The walls on either side leaned in so close there was barely room for Hayden and Jimmy to walk line abreast. Optimistically, or else suicidally, a gang of kids came rollerblading at breakneck speed towards them: Hayden flattened himself against the graffitied concrete as they whizzed past, one hand raised to guard his face. Up ahead Jimmy had come to another right turn; he waited for Hayden to catch up before gesturing theatrically and exclaiming, “This Night-town! You in Night-town now!”
Night-town took the form of another, wider alley running parallel to the strip. Each of the commercial premises stripside seemed to have its corresponding—probably unlicensed—counterpart round the back: some were simple stalls of wood-strut and canvas, while others were breezeblock lean-tos built straight on to the backs of the buildings.
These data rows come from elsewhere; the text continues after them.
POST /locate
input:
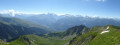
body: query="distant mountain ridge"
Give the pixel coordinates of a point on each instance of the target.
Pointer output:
(63, 22)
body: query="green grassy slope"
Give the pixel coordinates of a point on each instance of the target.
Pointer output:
(95, 38)
(37, 40)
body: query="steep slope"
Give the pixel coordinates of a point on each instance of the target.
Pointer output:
(99, 35)
(9, 31)
(21, 22)
(63, 22)
(36, 40)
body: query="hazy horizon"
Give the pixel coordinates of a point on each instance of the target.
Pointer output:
(101, 8)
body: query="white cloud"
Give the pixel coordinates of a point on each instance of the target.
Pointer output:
(101, 0)
(12, 12)
(96, 0)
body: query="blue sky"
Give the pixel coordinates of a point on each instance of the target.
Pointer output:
(107, 8)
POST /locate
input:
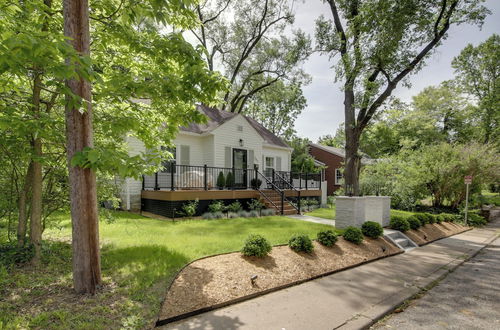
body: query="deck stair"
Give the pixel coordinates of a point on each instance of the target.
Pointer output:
(400, 240)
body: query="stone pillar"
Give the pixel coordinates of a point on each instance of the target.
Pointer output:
(378, 208)
(350, 211)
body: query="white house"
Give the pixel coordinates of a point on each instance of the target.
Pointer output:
(227, 141)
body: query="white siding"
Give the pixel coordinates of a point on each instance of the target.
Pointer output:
(284, 154)
(195, 143)
(228, 135)
(131, 189)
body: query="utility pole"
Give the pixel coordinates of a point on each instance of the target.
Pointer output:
(79, 134)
Jury-rigged lighting run illegally off the mains lit up the bustling alley: between that and whatever moonlight could reach the concrete canyon, Hayden could just about pick his way through the detritus underfoot. Dismembered cardboard boxes blocked his way; drifts of Styrofoam packing beads, twisted snares of parcel strap, split plastic bags in the process of leaking their unguessable contents. Bedded down amongst the rubbish here and there were people lying slumped against the walls, needy or beyond need, it was impossible to tell. Whenever they passed one of these unfortunates, heads lolling anyhow, skins the colour and texture of mushrooms grown in tunnels, Jimmy would grab Hayden’s arm and hurry him onwards. All the while, the ambulant dwellers of Night-town padded past on their backstreet errands, clustering briefly by each chop stall before disappearing off into the shadows.
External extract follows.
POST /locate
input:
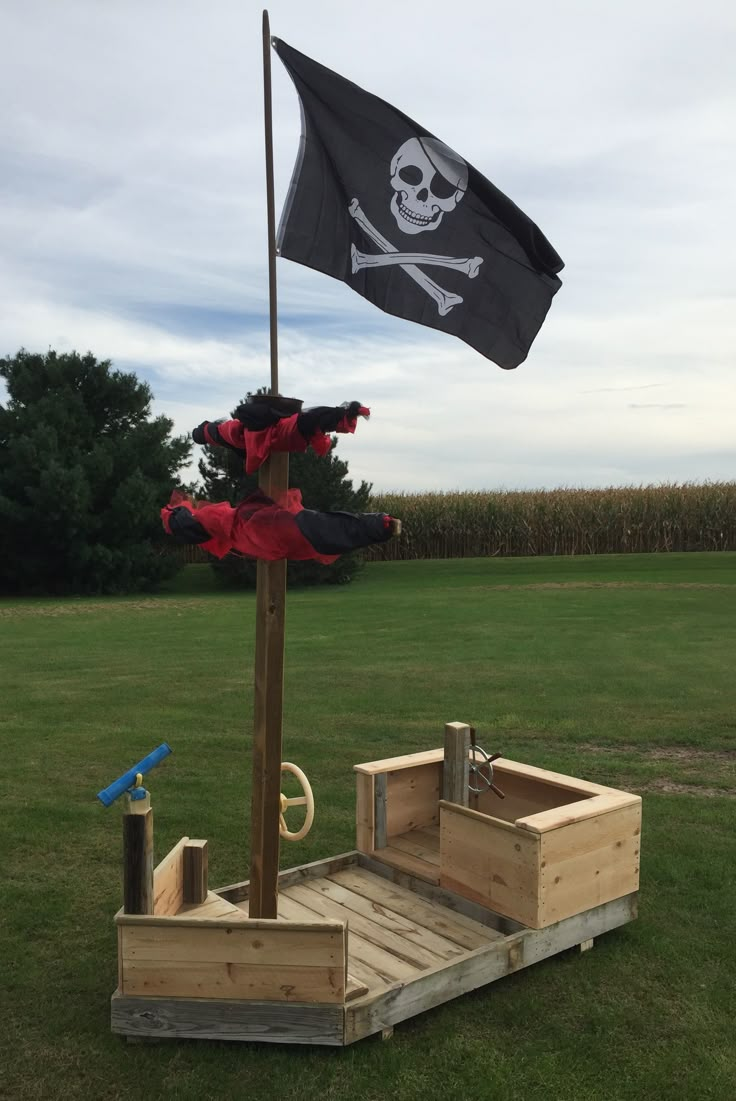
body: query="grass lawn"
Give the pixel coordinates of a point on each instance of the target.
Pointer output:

Extractor fans heaved and whirred stale second-hand odours at them: cigarette smoke, fast food, generator fumes. Hayden pulled his mask up over his nose and pressed on after Jimmy. Which of these booths was to be their destination? This one, perhaps: the concrete box with no door stacked floor to ceiling with cans of Kirin beer? Or the one opposite: racks of old iPods and Wiis, all scorched and heat-warped, the pinstriped proprietor perched toadlike on a tiny stool in the doorway, both hands permanently hidden inside the open briefcase that lay across his knees? Maybe this one: a whole wall full of Blu-ray discs, no cases, the discs hung up on nails, their laser-etched data tracks scattering rainbow moirés of light across the faces of the teenagers who examined them.
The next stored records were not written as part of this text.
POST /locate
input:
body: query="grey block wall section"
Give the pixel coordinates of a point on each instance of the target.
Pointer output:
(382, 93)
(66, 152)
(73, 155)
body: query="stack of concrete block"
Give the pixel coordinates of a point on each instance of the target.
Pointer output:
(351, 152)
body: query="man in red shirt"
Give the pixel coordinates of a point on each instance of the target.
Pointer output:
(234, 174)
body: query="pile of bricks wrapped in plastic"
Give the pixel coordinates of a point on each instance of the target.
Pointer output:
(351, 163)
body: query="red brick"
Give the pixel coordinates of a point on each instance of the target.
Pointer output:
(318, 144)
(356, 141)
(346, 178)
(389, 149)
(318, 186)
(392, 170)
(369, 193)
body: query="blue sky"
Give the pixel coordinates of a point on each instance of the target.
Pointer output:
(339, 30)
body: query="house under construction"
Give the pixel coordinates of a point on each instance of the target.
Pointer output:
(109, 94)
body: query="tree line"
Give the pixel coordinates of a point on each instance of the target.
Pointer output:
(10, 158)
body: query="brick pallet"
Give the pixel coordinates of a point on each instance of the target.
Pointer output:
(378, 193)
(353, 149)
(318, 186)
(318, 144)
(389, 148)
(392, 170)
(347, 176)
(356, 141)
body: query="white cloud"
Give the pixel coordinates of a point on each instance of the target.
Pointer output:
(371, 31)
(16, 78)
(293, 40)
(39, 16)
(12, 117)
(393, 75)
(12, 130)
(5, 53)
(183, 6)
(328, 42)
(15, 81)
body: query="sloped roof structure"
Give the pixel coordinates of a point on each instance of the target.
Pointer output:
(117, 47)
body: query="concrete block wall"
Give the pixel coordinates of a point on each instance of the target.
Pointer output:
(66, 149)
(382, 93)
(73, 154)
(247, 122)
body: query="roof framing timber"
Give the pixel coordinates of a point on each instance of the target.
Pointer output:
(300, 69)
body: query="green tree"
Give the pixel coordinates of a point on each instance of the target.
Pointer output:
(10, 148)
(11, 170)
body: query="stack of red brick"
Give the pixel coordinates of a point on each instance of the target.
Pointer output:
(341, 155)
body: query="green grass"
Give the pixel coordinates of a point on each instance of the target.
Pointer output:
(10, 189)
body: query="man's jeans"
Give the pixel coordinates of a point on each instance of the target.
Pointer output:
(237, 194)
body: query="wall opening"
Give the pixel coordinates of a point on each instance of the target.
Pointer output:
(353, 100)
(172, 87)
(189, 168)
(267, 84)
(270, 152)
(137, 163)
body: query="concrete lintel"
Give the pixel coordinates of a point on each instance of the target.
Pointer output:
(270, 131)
None of these, of course. Instead, Jimmy stopped outside a plain doorway towards the end of the block, in between a dirty-looking noodle parlour and a tattooist’s with screaming demon shingle. “This way,” he announced proudly, “the basement!” He ushered Hayden through the door, and followed after him down a flight of concrete stairs. At the first turn there lay sprawled another of the mushroom people. Hayden stepped gingerly over him, but Jimmy administered a sharp kick in the ribs that sent the man crashing against the wall. “Filthy monkey,” he spat after the unfortunate indigent as he scrambled away up the steps. He turned to Hayden. “You follow me,” he urged, and pushed past him down the stairway. By the light of red emergency bulbs, they continued their descent.